Jumat 03 Nov 2023 09:37 WIB

Genosida Israel di Palestina Bikin Ekonomi AS Ketar-Ketir, Ekonom: Bisa Resesi

Harga minyak diperkirakan bisa melonjak hingga 50 persen.

Rep: Muhammad Nursyamsi/ Red: Lida Puspaningtyas
Presiden Amerika Serikat Joe Biden.
Foto: AP Photo/Susan Walsh
Presiden Amerika Serikat Joe Biden.

REPUBLIKA.CO.ID, JAKARTA -- Ekonom Nouriel Roubini mengatakan ancaman kemerosotan ekonomi terus membayangi Amerika Serikat (AS). Ekonom berusia 64 tahun yang juga dikenal sebagai Dokter Doom atau Dokter Kiamat setelah memprediksi krisis keuangan 2008-2009 ini mengungkapkan alasannya. 

"AS menghadapi dua risiko yang dapat mendorong perekonomian ke dalam resesi. Meski pertumbuhan ekonomi dan pasar tenaga kerja kuat, namun risiko resesi masih ada di AS," ujar Roubini seperti dilansir dari businessinsider pada Jumat (3/11/2023).

Baca Juga

Untuk risiko pertama, Roubini menyampaikan, pertumbuhan PDB tetap tinggi, sementara inflasi inti tetap tinggi. Hal ini akan menyebabkan The Fed menaikkan suku bunga lebih tinggi.

"Sebuah langkah yang dapat memperketat kondisi keuangan dan mendorong AS ke dalam resesi," ucap Roubini. 

Risiko kedua, lanjut dia, potensi meluasnya genosida Israel di Palestina terhadap produsen minyak dunia seperti Iran. Roubini mengatakan hal ini dapat menyebabkan harga minyak melonjak hingga 50 persen dan berpotensi menyebabkan guncangan stagflasi seperti 1970-an yang berujung pada resesi. 

"Oleh karena itu, kita tidak bisa mengesampingkan resesi jangka pendek dan dangkal pada tahun depan, karena saat ini kemungkinannya lebih kecil dibandingkan resesi lunak," ucap Roubini. 

Roubini menyampaikan peningkatan ekskalasi serangan di Palestina juga berpotensi membuat jatuhnya pasar saham.
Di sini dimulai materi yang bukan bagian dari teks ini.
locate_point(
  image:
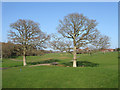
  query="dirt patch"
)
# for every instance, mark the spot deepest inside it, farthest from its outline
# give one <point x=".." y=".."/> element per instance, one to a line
<point x="15" y="60"/>
<point x="40" y="65"/>
<point x="64" y="57"/>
Roubini memperingatkan imbal hasil obligasi bisa anjlok karena investor berbondong-bondong beralih ke aset-aset safe haven seperti treasury AS atau surat utang AS.

"Pasar keuangan, baik itu pasar minyak, obligasi, pasar saham, dan bahkan emas, meremehkan kemungkinan konflik ini akan menjadi regional. Saya pikir kemungkinannya cukup tinggi," sambung Roubini. 

Meskipun The Fed membuka pintu bagi kemungkinan kenaikan suku bunga di masa depan, sebagian besar investor tampaknya berpikir siklus kenaikan suku bunga sudah berakhir. CME FedWatch memperkirakan hanya 20 persen-25 persen investor yang meyakini  The Fed akan menaikkan suku bunga sebesar 25 basis poin lagi pada kuartal pertama 2024.

Ekonom lain juga telah memperingatkan risiko resesi, meskipun perekonomian dan pasar saham cukup tangguh sepanjang tahun ini. Societe Generale menyebut tiga tanda peringatan perekonomian AS melambat, meski punya kinerja yang cukup mengesankan. 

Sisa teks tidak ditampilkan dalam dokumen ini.